Some years ago a news article brought attention to the obvious. We’re drinking more bottled water.
Not just in the US, either. Bottled water consumption is up significantly all over the world. Is there something wrong with tap water?
Most of the US has clean tap water, yet the demand for bottled water has reached a new high. The cost is staggering.
On a shopping trip to the grocery store, I saw some bottled water at $2.00 a liter. That’s $8 a gallon. Gasoline in Hawaii is about $4.50 a gallon.
Forgotten in the glut of bottled water options at the local store is the bottles. The news reported that an average American drinks one eight-ounce bottle of water per person, per day.
America has a population of just over 300-million people. That’s 365 days a year of bottles times 300-million people.
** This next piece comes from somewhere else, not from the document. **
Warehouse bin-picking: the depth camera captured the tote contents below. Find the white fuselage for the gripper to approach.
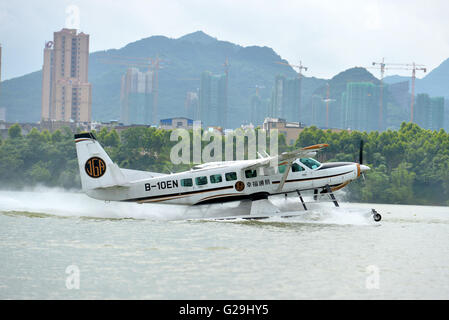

If my math is accurate, that’s over 100-billion bottles. Yearly. Just in the US.
Where do the bottles go?
Some states have recycling efforts and laws and taxes which make the bottles more valuable, so they get collected and recycled.
How much? Not enough. The Container Recycling Institute says about 86-percent of our bottled water bottles end up in the garbage.
How long will they stay there? Some estimates say they’ll still be there in 1,000 years.
Bottled water is convenient and affordable (even at 1,000 times the cost of tap water, Tera?), and unless we plow our cars through bottle trash like snow plows during a Northeastern snow storm, we’re not likely to change our drinking habits any time soon.
It’s the numbers that scare me. If too much of something is bad for us, then a reduction should be better for us.